Contexte historique discret mais déterminant
L’axe Paris-Alger a longtemps été décrit comme un tête-à-tête chargé de mémoire, où la guerre d’indépendance de 1954-1962 continuait de projeter son ombre sur chaque visite officielle, chaque négociation énergétique et chaque débat migratoire.
Selon le journal algérien Twala, la crispation actuelle ne se réduirait plus à cette mémoire douloureuse mais s’inscrirait dans une nouvelle donne géopolitique où l’Algérie revendique une souveraineté stratégique face aux anciens réflexes d’influence française (Twala).
La légitimité interne du régime algérien s’est, depuis six décennies, appuyée sur une rhétorique de dignité nationale et de rupture avec l’ancienne puissance coloniale, élément clé pour une jeunesse qui n’a connu ni la guerre ni la tutelle mais demeure sensible aux marqueurs identitaires.
Silence diplomatique et gestes symboliques français
Depuis le rappel de l’ambassadeur d’Algérie à Paris, l’échange d’amabilités s’est raréfié. La participation du diplomate aux commémorations du 17 octobre 1961, de même que les déclarations conciliantes du nouveau ministre français de l’Intérieur Laurent Nuñez, n’ont pas suscité la moindre réponse officielle d’Alger (Twala).

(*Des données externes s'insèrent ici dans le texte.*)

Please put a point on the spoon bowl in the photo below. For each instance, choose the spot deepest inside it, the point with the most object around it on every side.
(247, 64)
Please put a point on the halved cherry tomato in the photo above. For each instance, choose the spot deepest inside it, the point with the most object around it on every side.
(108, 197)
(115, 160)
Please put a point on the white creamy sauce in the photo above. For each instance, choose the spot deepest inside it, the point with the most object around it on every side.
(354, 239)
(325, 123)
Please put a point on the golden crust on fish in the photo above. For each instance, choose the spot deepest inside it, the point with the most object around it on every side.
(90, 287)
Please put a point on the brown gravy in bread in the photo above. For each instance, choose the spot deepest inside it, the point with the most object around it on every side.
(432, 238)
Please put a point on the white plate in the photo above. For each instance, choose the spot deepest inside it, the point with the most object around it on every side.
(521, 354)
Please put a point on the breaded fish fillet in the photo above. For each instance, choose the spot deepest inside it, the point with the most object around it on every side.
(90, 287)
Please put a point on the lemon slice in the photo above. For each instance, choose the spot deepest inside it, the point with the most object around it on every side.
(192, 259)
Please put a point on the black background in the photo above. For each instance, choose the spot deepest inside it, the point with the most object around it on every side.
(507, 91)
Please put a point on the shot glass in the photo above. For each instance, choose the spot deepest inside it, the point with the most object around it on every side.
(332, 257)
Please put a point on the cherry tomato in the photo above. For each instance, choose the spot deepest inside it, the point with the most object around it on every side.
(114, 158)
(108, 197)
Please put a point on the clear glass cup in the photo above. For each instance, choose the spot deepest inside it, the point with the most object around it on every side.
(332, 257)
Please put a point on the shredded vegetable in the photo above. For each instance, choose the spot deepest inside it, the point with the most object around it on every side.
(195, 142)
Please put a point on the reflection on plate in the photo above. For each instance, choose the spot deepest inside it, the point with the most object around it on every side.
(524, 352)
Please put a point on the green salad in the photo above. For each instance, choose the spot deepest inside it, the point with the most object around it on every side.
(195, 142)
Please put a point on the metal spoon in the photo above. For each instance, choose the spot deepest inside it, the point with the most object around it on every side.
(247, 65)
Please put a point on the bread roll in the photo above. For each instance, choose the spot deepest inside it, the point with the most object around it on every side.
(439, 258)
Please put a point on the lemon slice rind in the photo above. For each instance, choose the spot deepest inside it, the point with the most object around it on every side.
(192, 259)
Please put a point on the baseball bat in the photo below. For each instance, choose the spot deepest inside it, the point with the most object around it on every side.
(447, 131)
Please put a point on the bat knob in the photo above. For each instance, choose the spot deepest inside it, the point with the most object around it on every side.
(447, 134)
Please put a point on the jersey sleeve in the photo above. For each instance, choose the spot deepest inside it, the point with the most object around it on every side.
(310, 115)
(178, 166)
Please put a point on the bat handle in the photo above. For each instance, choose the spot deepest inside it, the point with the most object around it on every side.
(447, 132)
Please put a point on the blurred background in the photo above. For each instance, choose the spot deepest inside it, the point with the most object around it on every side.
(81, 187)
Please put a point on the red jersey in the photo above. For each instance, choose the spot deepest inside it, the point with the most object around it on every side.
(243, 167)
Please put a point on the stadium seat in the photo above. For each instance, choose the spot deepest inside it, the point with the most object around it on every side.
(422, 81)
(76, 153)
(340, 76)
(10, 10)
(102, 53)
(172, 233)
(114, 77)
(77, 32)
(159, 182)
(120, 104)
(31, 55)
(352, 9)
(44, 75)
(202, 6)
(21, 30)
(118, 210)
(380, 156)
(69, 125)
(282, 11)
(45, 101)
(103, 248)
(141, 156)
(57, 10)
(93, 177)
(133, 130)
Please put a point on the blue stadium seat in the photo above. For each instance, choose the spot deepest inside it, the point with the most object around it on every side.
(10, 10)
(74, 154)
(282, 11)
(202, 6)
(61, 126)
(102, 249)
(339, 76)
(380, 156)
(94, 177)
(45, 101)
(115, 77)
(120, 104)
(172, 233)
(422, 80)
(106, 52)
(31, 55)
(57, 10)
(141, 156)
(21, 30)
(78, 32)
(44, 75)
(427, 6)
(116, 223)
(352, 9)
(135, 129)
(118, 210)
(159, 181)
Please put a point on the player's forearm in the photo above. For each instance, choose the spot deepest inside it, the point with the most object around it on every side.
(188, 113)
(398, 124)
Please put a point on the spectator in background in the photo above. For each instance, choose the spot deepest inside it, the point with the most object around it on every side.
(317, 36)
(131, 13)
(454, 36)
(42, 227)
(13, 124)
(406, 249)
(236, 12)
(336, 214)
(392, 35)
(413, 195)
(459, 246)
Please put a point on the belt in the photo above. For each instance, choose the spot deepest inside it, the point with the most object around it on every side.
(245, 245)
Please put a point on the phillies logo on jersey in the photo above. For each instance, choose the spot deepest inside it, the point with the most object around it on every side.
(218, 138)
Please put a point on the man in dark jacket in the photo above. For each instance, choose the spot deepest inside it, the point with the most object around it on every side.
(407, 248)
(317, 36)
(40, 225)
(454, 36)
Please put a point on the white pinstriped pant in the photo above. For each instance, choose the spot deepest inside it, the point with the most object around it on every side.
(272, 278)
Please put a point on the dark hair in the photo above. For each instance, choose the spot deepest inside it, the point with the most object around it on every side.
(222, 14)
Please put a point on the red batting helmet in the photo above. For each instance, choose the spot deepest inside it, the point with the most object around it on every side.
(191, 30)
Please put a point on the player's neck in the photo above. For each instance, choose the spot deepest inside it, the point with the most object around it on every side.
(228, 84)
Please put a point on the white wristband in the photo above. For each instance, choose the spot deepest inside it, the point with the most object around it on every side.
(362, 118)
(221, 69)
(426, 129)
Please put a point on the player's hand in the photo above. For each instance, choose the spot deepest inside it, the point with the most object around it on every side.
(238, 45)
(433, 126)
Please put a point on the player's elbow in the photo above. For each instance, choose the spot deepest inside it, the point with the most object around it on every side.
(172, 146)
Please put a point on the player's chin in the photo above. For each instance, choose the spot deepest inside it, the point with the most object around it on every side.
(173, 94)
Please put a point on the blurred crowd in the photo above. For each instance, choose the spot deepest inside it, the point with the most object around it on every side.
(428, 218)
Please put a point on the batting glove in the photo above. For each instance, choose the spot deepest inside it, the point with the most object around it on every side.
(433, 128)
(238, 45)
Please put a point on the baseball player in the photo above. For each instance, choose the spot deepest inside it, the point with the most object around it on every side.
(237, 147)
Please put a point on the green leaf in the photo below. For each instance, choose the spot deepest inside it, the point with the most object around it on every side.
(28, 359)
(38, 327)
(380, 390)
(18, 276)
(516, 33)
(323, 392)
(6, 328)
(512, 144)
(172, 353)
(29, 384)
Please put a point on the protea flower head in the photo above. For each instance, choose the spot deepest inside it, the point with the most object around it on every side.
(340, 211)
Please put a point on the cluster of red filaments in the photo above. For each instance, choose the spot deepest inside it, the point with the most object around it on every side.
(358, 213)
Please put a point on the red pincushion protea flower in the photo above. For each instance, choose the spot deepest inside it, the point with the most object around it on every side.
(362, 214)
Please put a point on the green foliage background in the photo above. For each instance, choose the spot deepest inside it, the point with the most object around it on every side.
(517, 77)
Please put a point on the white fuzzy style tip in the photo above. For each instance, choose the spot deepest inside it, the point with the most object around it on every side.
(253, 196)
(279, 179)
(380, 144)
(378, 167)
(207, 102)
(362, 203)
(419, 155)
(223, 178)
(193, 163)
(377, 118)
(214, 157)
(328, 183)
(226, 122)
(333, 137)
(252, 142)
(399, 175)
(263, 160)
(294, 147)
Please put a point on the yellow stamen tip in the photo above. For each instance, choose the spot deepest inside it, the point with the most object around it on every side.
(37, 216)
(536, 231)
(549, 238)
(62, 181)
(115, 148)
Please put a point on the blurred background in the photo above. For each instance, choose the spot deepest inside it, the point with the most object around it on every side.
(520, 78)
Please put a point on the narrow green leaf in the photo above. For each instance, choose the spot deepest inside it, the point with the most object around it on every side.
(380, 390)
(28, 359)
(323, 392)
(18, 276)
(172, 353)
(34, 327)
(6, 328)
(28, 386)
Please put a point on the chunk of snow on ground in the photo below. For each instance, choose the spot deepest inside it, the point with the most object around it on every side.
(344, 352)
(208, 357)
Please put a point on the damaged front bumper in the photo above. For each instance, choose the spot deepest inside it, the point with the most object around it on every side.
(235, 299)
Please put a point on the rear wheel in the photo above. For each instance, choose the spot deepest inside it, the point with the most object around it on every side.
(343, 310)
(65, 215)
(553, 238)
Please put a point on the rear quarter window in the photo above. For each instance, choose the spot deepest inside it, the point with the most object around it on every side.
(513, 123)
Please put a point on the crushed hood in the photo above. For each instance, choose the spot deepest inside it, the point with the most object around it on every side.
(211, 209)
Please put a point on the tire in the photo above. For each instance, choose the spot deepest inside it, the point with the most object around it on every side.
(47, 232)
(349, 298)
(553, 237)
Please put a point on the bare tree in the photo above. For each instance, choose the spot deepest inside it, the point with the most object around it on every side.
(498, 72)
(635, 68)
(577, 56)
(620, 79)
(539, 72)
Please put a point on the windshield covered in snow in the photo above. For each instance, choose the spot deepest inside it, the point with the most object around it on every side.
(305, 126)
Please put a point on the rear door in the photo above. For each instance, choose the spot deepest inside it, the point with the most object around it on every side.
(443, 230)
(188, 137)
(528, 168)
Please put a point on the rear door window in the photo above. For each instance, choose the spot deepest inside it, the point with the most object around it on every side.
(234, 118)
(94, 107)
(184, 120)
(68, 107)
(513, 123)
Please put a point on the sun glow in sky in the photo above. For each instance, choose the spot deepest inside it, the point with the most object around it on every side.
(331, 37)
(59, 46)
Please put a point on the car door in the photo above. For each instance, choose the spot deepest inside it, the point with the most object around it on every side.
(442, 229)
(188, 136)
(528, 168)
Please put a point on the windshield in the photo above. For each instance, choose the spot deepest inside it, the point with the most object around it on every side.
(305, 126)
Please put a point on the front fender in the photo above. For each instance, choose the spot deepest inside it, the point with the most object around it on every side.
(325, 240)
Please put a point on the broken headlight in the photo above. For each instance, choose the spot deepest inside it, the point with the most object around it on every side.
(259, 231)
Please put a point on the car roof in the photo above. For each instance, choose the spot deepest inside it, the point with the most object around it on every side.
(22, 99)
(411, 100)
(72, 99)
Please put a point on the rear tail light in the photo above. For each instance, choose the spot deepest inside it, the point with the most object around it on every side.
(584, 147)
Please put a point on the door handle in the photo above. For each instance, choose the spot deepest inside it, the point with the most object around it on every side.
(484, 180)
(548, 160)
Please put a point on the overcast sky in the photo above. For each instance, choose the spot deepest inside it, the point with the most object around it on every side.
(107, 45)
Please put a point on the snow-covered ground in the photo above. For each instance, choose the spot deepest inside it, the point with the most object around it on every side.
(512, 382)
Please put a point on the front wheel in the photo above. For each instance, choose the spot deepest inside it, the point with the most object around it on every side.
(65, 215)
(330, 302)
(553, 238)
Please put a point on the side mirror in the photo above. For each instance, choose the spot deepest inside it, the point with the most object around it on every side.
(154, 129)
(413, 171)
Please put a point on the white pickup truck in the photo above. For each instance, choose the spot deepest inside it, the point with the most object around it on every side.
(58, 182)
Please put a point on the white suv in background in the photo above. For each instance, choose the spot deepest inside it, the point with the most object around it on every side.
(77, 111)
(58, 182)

Ce mutisme est interprété par Twala comme un signal : Alger estime pouvoir choisir son tempo et ses interlocuteurs, sans se sentir sommé de commenter chaque geste symbolique venu de Paris. La France découvre ainsi qu’elle ne tient plus, seule, le récit de la relation bilatérale.
Sur le plan intérieur, cette posture s’inscrit dans la continuité d’un discours d’égal à égal qui rassure une opinion publique plutôt rétive aux appels à la réconciliation tant que subsiste le soupçon de hiérarchie post-coloniale. Le pouvoir alimente donc une « zone de silence » stratégiquement entretenue.
Une recomposition des alliances africaines
L’Algérie ne tourne pas le dos au passé pour se refermer, elle diversifie ses partenariats. Sa coopération militaire avec la Russie, ses ouvertures économiques vers la Chine et la Turquie, ou encore ses investissements dans la diplomatie énergétique méditerranéenne redessinent un échiquier où Paris n’est plus pivot unique.
Cette dé-fragmentation des dépendances offre à Alger des marges de manœuvre nouvelles. Elle s’inscrit aussi dans un mouvement continental où, du Sahel au Golfe de Guinée, plusieurs capitales questionnent leurs liens historiques avec la France en cherchant des interlocuteurs multiples, souvent d’Asie ou du Moyen-Orient.
Pour Paris, l’enjeu consiste dès lors à réinventer une offre qui reconnaisse ces autonomies sans dramatiser la concurrence. Les gestes mémoriels, utiles, ne sauraient suffire si des propositions concrètes sur la transition énergétique, la sécurisation des routes migratoires ou la formation de cadres africains ne suivent pas.
L’économie gazière, fondement traditionnel du lien Paris-Alger, illustre ce glissement. Alors que l’Europe cherche à sécuriser son approvisionnement post-ukrainien, Sonatrach négocie aussi avec Rome, Madrid ou Pékin, renforçant ainsi un pouvoir de négociation que les seuls volumes acheminés vers la France ne suffisent plus à encadrer.
Inventer un nouveau cadre bilatéral
Twala suggère que le moment est venu pour les deux capitales d’abandonner le face-à-face sentimental au profit d’un partenariat inscrit dans l’architecture africaine émergente, où l’Union africaine, la Ligue arabe et des groupements régionaux fixent des agendas communs en matière de sécurité, de mobilité et de climat.
Cela impliquerait, côté français, d’accepter un dialogue sur un pied d’égalité, quitte à renoncer à certains réflexes de tutelle ; et, côté algérien, de sortir d’un silence qui, s’il conforte la souveraineté, risque à terme d’entretenir les malentendus et de priver Alger d’alliés dans les instances multilatérales.
En définitive, la « zone de silence » pourrait devenir un laboratoire diplomatique. Son issue, encore ouverte, dépendra de la capacité des deux pays à transformer la mémoire en levier plutôt qu’en frontière. Pour l’heure, le temps algérien n’est plus celui de Paris, et c’est là toute la nouveauté.